By calculating this integral, you sum up all the infinitesimally small disks to find the total volume of the wok.

Integral calculus is essential for computing areas, volumes, and other quantities that require accumulation of values. In the context of our wok design, integral calculus helps us calculate the volume of a complex solid shape that does not have a simple geometric formula.

We rely on integrals to find the exact volume by considering it as the sum of infinitesimal elements. The integral in the wok problem is set up using the disk method:

The equation is:

• \[ V = \pi \int_{-16}^{-7} (256 - y^2) \, dy. \]

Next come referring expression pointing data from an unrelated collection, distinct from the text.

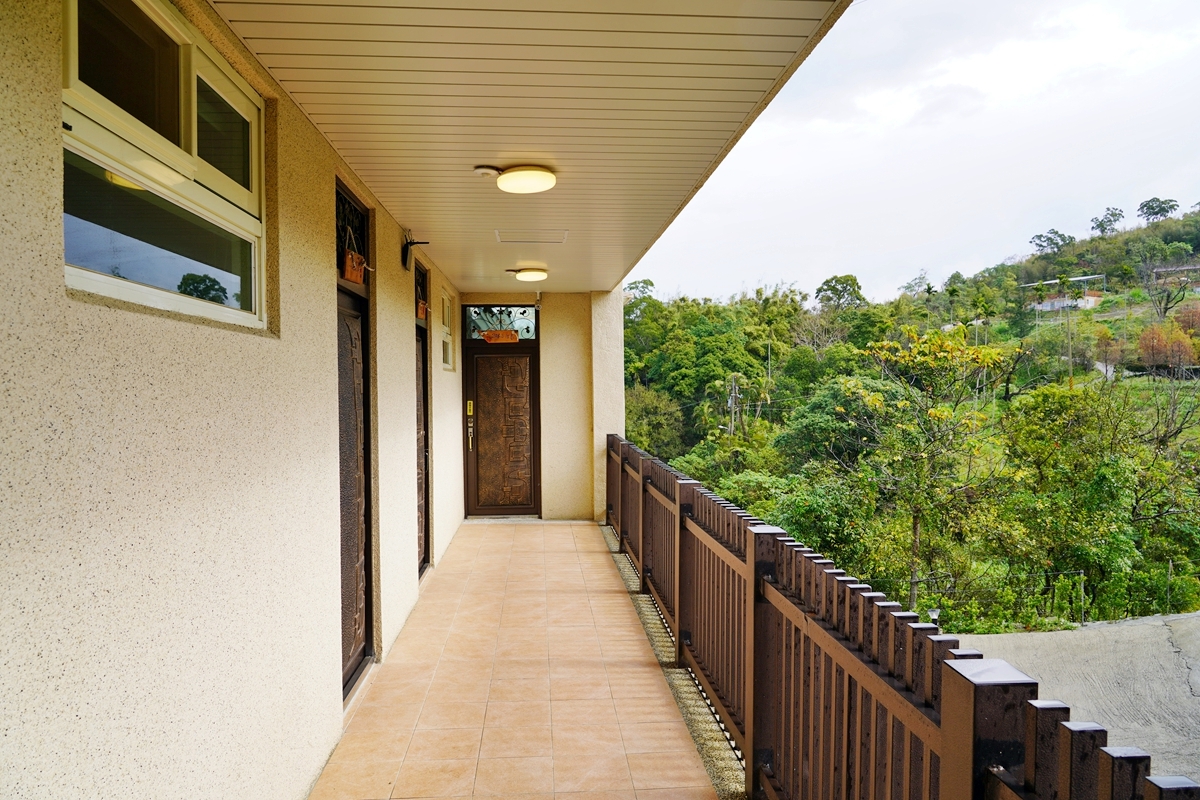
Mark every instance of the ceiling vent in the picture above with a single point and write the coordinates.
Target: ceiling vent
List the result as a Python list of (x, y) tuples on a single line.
[(531, 236)]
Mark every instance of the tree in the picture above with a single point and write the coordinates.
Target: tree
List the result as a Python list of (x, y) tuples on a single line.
[(653, 421), (1051, 242), (1108, 349), (1152, 347), (1156, 209), (928, 444), (1107, 222), (205, 287), (839, 293), (1165, 287)]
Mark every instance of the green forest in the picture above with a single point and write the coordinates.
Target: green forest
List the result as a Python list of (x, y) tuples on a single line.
[(1018, 447)]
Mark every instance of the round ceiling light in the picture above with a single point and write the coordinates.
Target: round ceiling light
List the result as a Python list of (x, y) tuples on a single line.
[(526, 180), (531, 274)]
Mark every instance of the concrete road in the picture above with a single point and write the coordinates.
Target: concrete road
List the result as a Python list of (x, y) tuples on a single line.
[(1138, 678)]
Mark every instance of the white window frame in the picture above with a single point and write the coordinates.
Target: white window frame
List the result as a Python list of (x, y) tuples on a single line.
[(96, 128), (448, 332)]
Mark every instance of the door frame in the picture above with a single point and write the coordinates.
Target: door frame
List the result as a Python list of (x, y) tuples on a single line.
[(423, 389), (359, 296), (471, 349)]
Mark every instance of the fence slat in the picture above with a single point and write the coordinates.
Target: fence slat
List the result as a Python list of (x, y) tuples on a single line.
[(829, 690)]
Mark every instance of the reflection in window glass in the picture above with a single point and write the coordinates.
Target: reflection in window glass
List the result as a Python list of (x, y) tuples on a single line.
[(222, 134), (114, 227), (481, 319), (130, 60)]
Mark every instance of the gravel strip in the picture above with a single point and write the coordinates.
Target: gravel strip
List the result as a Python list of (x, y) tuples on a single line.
[(724, 768)]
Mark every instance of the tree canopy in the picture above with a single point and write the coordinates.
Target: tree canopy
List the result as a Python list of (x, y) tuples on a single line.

To solve this, we find the antiderivative, which is \( 256y - \frac{y^3}{3} \). Evaluating this expression at the limits \( y = -16 \) and \( y = -7 \) gives us the exact volume. Integral calculus provides a way to compute these quantities which would otherwise require complicated measurements.

The problem involving the wok is a great example of a solid of revolution. When a shape is rotated around an axis to create a 3D object, it becomes a solid of revolution. Our wok is visualized as part of a sphere, which becomes solid when the sphere's cap is revolved around the y-axis.

In many practical situations like designing cooking utensils or machine parts, understanding solids of revolution is crucial since this process allows transforming 2D designs into useful 3D objects.

The shape of the wok is derived by using the concept that the spherical bowl is a cap of a sphere, thus forming a solid of revolution. Understanding the characteristics of the base shape, and how it transforms when revolved, is essential in calculating properties like surface area and volume using methods such as the disk method. This approach ensures that the design will hold the desired volume efficiently.